# SQL Agent for Spider text-to-SQL benchmark

This notebook demonstrates a basic SQL agent that translates natural language questions into SQL queries.

## Environment

For this demo, we use a SQLite database environment based on a standard text-to-sql benchmark called [Spider](https://yale-lily.github.io/spider). The environment provides a gym-like interface and can be used as follows.

In [1]:
# %pip install spider-env
import sys
sys.path.append('/home/simges/autogen/autogen/')

import json
import os
from typing import Annotated, Dict

from spider_env import SpiderEnv

from autogen import ConversableAgent, UserProxyAgent, config_list_from_json

gym = SpiderEnv()

# Randomly select a question from Spider
observation, info = gym.reset()

Loading cached Spider dataset from /home/simges/.cache/spider
Schema file not found for /home/simges/.cache/spider/spider/database/twitter_1
Schema file not found for /home/simges/.cache/spider/spider/database/flight_4
Schema file not found for /home/simges/.cache/spider/spider/database/small_bank_1
Schema file not found for /home/simges/.cache/spider/spider/database/icfp_1
Schema file not found for /home/simges/.cache/spider/spider/database/epinions_1
Schema file not found for /home/simges/.cache/spider/spider/database/company_1
Schema file not found for /home/simges/.cache/spider/spider/database/chinook_1
/home/simges/.cache/spider/spider/database
music_4/music_4.sqlite


In [2]:
# The natural language question
question = observation["instruction"]
print(question)

Find the famous titles of artists that do not have any volume.


In [3]:
# The schema of the corresponding database
schema = info["schema"]
print(schema)

CREATE TABLE "artist" (
"Artist_ID" int,
"Artist" text,
"Age" int,
"Famous_Title" text,
"Famous_Release_date" text,
PRIMARY KEY ("Artist_ID")
);
CREATE TABLE "volume" (
"Volume_ID" int,
"Volume_Issue" text,
"Issue_Date" text,
"Weeks_on_Top" real,
"Song" text,
"Artist_ID" int,
PRIMARY KEY ("Volume_ID"),
FOREIGN KEY ("Artist_ID") REFERENCES "artist"("Artist_ID")
);
CREATE TABLE "music_festival" (
"ID" int,
"Music_Festival" text,
"Date_of_ceremony" text,
"Category" text,
"Volume" int,
"Result" text,
PRIMARY KEY ("ID"),
FOREIGN KEY ("Volume") REFERENCES "volume"("Volume_ID")
);



## Agent Implementation

Using AutoGen, a SQL agent can be implemented with a ConversableAgent. The gym environment executes the generated SQL query and the agent can take execution results as feedback to improve its generation in multiple rounds of conversations.

In [10]:
os.environ["AUTOGEN_USE_DOCKER"] = "False"
config_list = config_list_from_json(env_or_file="OAI_CONFIG_LIST")

def check_termination(msg: Dict):
    if "tool_responses" not in msg:
        return False
    json_str = msg["tool_responses"][0]["content"]
    obj = json.loads(json_str)
    return "error" not in obj or obj["error"] is None and obj["reward"] == 1


sql_writer = ConversableAgent(
    name="sql_writer",
    llm_config=config_list[1],
    system_message="You are good at writing SQL queries.",
    is_termination_msg=check_termination,
)
sql_executor = ConversableAgent(
    name="sql_executor",
    llm_config=config_list[1],
    system_message="You are supposed to execute sql queries generated by sql_writer",
    is_termination_msg=check_termination,
)
user_proxy = UserProxyAgent(name="user_proxy",
                            human_input_mode="NEVER", 
                            code_execution_config=False,
                            llm_config=config_list[1],
                            max_consecutive_auto_reply=5)
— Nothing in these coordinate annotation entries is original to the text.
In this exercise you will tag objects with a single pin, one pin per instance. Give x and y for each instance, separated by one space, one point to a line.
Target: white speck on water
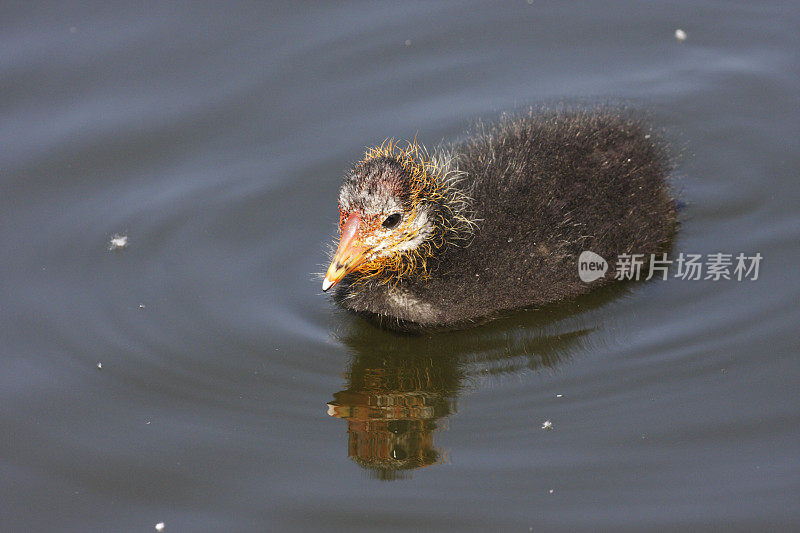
118 242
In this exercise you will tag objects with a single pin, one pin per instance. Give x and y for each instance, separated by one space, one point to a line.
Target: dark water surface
215 139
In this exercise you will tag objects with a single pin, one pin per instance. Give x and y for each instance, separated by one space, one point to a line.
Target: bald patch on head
376 186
@user_proxy.register_for_execution()
@sql_executor.register_for_llm(description="Function for executing SQL query and returning a response")
def execute_sql(
    reflection: Annotated[str, "Think about what to do"], sql: Annotated[str, "SQL query"]
) -> Annotated[Dict[str, str], "Dictionary with keys 'result' and 'error'"]:
    print("xxxxxxxxxxxxxxxxxxxxxxx " + str(sql))
    observation, reward, _, _, info = gym.step(sql)
    error = observation["feedback"]["error"]
    if not error and reward == 0:
        error = "The SQL query returned an incorrect result"
    if error:
        return {
            "error": error,
            "wrong_result": observation["feedback"]["result"],
            "correct_result": info["gold_result"],
        }
    else:
        return {
            "result": observation["feedback"]["result"],
        }
print("funcccccccccccs: " + str(sql_executor.llm_config["tools"]))

import autogen
groupchat = autogen.GroupChat(
    agents=[user_proxy, sql_writer, sql_executor],
    messages=[],
    max_round=12,
    speaker_selection_method="round_robin",
    allow_repeat_speaker=False,
)

manager = autogen.GroupChatManager(groupchat=groupchat, llm_config=config_list[1])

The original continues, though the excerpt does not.